Monday, 22 June 2009

The Greenhalgh Vision of the Future

The Leader of Hammersmith and Fulham Council, Stephen Greenhalgh, has written a policy paper for the right wing think tank, Localis, that starkly outlines his draconian vision of the future for social housing. We will shortly publish a summary of this paper. In the meantime read it carefully and don't be fooled by the glossy attempt to present supposedly inclusive housing solutions. If he has his way our hard earned legal rights will be swept away to afford unprecedented power to landlords. Security of tenure will be replaced by a two month notice period. And any right minded person will understand that in London, with sky high property prices, few real opportunities for secure and affordable housing will be open to ordinary working people. More likely we will be bussed in from the suburbs to service the privileged minority in the City and bussed off out again at the end of the day!

Councillor Greenhalgh's questionable intent and starring role in the video of his confrontation with angry residents has drawn the attention of the Guardian writer Dave Hill's blog.

The Greenhalgh paper states that:
"Today social housing has become welfare housing where both a dependency culture and a culture of entitlement predominate."
How insulting to those of us who strive to work hard and provide for ourselves and our families - and likewise to those living through difficult times that are thankfully made a little easier by the kind of help that we would all hope for at such times.

One of our group was featured in the Shepherds Bush and Hammersmith Gazette on June 12th in the 'My Hammersmith' feature. Click on the article to read it. You'll probably notice that she sounds like an ordinary kind of person - hard working, community minded, motivated, football-loving - not the dependent, work-shy caricature they'd have you believe us to be.

Undoubtedly there are estates around the country that need drastic improvement and communities that need change for the better, supported by possibly radical but equally compassionate interventions. However the answer is most definitely not to sweep the good ones away. Ours has been described as 'prime real estate' by commentators - can this really be coincidence?

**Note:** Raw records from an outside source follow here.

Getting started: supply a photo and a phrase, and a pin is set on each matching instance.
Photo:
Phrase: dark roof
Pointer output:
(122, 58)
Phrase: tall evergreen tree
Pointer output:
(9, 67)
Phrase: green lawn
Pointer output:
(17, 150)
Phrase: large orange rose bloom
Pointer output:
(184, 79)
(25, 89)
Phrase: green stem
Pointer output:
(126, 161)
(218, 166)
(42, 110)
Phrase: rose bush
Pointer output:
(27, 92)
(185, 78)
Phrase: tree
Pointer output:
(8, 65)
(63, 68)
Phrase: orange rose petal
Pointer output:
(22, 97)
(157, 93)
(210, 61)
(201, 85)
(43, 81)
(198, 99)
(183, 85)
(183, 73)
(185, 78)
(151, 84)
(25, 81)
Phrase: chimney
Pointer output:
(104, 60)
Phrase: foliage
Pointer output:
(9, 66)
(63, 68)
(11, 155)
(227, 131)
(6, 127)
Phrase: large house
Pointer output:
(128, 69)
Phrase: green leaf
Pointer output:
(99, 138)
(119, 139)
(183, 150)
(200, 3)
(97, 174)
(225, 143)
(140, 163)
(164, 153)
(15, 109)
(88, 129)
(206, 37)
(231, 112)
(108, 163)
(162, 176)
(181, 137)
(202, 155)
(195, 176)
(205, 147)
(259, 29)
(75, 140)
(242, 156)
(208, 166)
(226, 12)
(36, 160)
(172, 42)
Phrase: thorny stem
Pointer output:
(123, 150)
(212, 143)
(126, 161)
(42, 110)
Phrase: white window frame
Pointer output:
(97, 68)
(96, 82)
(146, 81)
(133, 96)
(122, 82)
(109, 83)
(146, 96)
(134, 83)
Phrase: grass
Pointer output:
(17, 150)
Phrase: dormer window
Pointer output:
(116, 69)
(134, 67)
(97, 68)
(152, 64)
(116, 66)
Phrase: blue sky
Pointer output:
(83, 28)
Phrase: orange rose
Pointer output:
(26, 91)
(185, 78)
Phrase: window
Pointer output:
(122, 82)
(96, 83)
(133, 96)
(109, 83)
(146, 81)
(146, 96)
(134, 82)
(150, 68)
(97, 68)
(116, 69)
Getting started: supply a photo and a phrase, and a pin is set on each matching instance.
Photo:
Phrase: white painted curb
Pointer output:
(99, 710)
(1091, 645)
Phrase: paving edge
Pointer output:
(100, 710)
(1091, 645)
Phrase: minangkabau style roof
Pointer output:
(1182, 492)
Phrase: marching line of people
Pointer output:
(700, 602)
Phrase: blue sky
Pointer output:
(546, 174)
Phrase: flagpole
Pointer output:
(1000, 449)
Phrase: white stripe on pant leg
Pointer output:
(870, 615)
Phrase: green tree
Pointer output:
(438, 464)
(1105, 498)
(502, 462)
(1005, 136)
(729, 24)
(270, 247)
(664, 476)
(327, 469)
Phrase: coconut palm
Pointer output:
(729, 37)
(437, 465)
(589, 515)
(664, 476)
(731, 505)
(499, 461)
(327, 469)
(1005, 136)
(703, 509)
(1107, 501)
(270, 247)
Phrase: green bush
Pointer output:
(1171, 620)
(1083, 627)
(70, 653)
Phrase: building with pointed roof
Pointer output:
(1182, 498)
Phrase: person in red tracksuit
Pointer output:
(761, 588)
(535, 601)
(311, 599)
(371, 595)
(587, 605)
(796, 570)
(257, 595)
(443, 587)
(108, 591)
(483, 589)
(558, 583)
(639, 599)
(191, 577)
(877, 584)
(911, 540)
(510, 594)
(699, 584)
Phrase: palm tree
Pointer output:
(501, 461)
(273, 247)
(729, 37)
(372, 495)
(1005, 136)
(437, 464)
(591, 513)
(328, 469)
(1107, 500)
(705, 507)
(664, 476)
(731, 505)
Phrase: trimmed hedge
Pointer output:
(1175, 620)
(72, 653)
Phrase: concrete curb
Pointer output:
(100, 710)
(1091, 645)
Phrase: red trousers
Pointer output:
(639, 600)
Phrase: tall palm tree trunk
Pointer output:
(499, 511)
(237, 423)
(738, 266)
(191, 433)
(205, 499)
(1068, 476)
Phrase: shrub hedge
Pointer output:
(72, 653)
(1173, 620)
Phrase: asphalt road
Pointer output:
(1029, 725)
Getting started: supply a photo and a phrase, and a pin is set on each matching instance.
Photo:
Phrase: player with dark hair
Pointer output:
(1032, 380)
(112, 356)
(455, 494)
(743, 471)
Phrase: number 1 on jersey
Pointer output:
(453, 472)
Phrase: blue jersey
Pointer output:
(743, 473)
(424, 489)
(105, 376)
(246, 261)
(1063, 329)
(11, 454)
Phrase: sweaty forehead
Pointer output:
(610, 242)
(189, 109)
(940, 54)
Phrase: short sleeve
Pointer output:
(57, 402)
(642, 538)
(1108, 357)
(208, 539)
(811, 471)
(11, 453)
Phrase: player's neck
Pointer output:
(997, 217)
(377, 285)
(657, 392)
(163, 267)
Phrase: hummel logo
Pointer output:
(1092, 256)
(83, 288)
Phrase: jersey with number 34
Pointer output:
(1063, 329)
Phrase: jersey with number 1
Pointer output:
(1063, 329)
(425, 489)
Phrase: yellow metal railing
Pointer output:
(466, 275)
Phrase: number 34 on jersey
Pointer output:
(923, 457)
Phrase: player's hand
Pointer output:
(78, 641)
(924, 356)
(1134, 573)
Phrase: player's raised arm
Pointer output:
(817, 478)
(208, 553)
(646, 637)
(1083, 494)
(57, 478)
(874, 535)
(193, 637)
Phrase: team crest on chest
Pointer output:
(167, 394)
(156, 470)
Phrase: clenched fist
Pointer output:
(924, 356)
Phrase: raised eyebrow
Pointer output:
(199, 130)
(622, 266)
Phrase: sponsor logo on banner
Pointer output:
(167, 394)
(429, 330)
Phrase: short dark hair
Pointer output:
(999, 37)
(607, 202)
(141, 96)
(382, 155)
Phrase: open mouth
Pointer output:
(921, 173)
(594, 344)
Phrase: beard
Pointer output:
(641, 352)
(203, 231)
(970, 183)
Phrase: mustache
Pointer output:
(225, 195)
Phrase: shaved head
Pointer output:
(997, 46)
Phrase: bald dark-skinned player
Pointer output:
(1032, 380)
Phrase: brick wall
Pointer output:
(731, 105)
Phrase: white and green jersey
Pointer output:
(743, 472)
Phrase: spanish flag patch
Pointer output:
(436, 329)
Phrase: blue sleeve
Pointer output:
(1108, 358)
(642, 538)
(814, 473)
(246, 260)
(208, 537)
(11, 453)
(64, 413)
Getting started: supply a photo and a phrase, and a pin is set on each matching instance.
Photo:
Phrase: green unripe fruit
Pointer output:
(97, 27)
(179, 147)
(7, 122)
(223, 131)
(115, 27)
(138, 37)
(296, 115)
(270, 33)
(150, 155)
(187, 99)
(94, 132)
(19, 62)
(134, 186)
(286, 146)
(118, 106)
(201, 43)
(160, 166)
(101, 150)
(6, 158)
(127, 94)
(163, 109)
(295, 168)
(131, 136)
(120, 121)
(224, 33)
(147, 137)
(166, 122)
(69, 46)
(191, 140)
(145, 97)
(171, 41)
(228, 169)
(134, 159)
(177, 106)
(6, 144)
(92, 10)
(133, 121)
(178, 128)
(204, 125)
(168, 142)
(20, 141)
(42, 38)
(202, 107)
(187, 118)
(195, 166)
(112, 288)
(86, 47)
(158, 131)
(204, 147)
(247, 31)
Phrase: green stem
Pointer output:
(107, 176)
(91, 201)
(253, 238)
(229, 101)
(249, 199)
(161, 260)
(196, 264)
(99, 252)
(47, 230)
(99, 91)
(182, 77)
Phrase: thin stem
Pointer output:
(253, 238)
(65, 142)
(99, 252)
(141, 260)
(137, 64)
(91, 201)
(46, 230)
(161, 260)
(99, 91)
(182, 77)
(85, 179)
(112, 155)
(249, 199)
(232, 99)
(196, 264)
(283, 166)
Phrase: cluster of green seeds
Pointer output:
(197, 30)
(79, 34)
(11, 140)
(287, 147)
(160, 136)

Stephen Greenhalgh supposedly believes that:

"A decent neighbourhood is a place where people want to live and they have pride in. At the heart of a mixed and sustainable community is a mix of people with different income levels, at different life stages and with different occupations who occupy their homes on a mixture of tenures but where no single tenure predominates."
This is us. So why blow us apart? What could possibly be in it for you?

1 comment:

  1. From a subjective point of view this seems like the conservatives are trying to facilitate gentrification within H&F. The whole point of social housing is that it is protected and provided for those that need it. By forcing a 'mix of different incomes' you would start the ball rolling on gentrification and poorer people wont be able to afford living in H&F not considering London's already high property prices.